First, the occurrence object must contain decimal longitude and
latitude. In practice it will often be a getGBIF object
returned by get_gbif(), but a regular
data.frame is also valid.
Second, custom ecoregions created with make_ecoreg() can
be passed directly into get_range(). This is useful for
regional studies where global ecoregions are too coarse.
Third, get_range() returns a getRange
object. The spatial output is stored in
range_obj$rangeOutput, while the original inputs are kept
in range_obj$init.args.
Packaged versus custom ecoregions
Large-scale analyses usually rely on one of the packaged ecoregion layers:
vapply(ecoreg_list, `[[`, character(1), "filename")
#> [1] "eco_terra" "eco_fresh" "eco_marine" "eco_hd_marine"The public pattern for a terrestrial analysis is:
eco_terra <- read_ecoreg("eco_terra")
obs_tiger <- get_gbif("Panthera tigris")
range_tiger <- get_range(
occ_coord = obs_tiger,
ecoreg = eco_terra,
ecoreg_name = "ECO_NAME"
)In contrast, regional analyses often benefit from custom ecoregions.
The package ships with raster examples under inst/extdata,
including rst.tif, which can be used as a starting point
for a fine-grained environmental classification:
rst <- terra::rast(ext_file("rst.tif"))
my_eco <- make_ecoreg(env = rst, nclass = 200)
obs_arcto <- get_gbif("Arctostaphylos alpinus",my.eco)
range_regional <- get_range(
occ_coord = obs_regional,
ecoreg = my_eco,
ecoreg_name = "EcoRegion",
res = 0.05
)The key trade-off is ecological detail versus robustness to sampling density. Coarser ecoregions produce broader, smoother ranges. Finer ecoregions can better capture regional structure, but they also make the results more sensitive to local sampling gaps.

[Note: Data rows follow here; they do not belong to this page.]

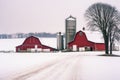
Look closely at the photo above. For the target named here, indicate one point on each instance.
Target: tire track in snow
(58, 69)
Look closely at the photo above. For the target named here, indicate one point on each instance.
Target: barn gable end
(81, 43)
(33, 44)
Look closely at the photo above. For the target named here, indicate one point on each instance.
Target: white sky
(43, 15)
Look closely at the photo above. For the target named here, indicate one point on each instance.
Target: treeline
(24, 35)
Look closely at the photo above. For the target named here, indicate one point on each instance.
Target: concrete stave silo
(70, 31)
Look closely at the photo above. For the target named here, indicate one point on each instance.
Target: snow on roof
(94, 36)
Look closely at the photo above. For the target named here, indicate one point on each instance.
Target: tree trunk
(110, 47)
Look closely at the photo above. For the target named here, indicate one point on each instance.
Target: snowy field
(56, 66)
(10, 44)
(59, 66)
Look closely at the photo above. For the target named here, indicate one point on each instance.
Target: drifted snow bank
(59, 66)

A broad terrestrial workflow: Panthera tigris
Tiger occurrences are a good example of the broad terrestrial use
case for gbif.range. The workflow is straightforward:
retrieve occurrences with a coarse precision filter, load the
terrestrial ecoregions of the world, and infer the range inside those
ecoregional boundaries.
# Step 1: download global tiger occurrences with a 100 km precision filter.
obs_tiger <- get_gbif(
sp_name = "Panthera tigris",
grain = 100
)
# Step 2: load the packaged terrestrial ecoregion layer.

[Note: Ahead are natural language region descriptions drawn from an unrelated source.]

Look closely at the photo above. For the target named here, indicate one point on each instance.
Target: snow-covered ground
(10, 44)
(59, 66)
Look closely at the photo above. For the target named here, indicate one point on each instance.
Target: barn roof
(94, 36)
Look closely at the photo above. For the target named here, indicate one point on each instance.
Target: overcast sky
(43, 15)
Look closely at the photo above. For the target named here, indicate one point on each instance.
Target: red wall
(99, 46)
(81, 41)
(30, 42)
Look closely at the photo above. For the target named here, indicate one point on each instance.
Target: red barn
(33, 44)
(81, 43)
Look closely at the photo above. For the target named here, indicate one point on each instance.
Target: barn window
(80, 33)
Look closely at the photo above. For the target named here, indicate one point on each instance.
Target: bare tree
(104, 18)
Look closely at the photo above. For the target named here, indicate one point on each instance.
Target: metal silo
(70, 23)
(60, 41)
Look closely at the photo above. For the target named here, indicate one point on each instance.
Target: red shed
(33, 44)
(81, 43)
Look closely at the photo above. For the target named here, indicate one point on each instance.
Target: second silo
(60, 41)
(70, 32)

eco_terra <- read_ecoreg("eco_terra")
# Step 3: infer the range at the default 0.1 degree output resolution.
range_tiger <- get_range(
occ_coord = obs_tiger,
ecoreg = eco_terra,
ecoreg_name = "ECO_NAME",
degrees_outlier = 5,
clust_pts_outlier = 4,
res = 0.1
)
terra::plot(range_tiger$rangeOutput, col = "#238b45")
points(obs_tiger[, c("decimalLongitude", "decimalLatitude")], pch = 20)

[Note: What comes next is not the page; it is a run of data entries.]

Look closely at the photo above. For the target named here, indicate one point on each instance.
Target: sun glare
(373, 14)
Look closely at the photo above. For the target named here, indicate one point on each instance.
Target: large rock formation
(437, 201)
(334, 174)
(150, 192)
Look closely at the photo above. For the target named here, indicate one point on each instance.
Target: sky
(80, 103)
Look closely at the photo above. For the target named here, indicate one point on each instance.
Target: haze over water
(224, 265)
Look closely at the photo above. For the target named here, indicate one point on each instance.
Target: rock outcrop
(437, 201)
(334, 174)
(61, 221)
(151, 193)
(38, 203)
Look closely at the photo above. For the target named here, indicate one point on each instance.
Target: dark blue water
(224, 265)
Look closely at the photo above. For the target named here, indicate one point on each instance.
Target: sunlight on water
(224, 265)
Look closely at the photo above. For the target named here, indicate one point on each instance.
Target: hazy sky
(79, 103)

This is the typical continental to global pattern. The ecoregion
layer is externally defined and ecologically interpretable, while the
occurrence filter is intentionally conservative. In practice, this is
the kind of workflow where gbif.range is most useful as a
transparent alternative to unconstrained geometric envelopes.
A finer regional workflow: Arctostaphylos alpinus in the Alps
The second workflow is deliberately different. Here the issue is not worldwide coverage, but the opposite: the global terrestrial ecoregions are too coarse for a mountain system with strong local climatic structure. A custom ecoregion layer is therefore built from packaged example rasters.
# Step 1: define the Alps study region and retrieve occurrences.
alps_extent <- terra::vect(ext_file("shp_lonlat.shp"))
obs_arcto <- get_gbif(
sp_name = "Arctostaphylos alpinus",
geo = alps_extent,
grain = 1
)
# Step 2: create finer ecoregions from the packaged environmental rasters.
rst <- terra::rast(ext_file("rst.tif"))
eco_alps <- make_ecoreg(env = rst, nclass = 200)
# Step 3: infer the range at finer output resolution.
range_arcto <- get_range(
occ_coord = obs_arcto,
ecoreg = eco_alps,
ecoreg_name = "EcoRegion",
res = 0.05
)
terra::plot(range_arcto$rangeOutput, col = "#3c8d5a")
points(obs_arcto[, c("decimalLongitude", "decimalLatitude")], pch = 20)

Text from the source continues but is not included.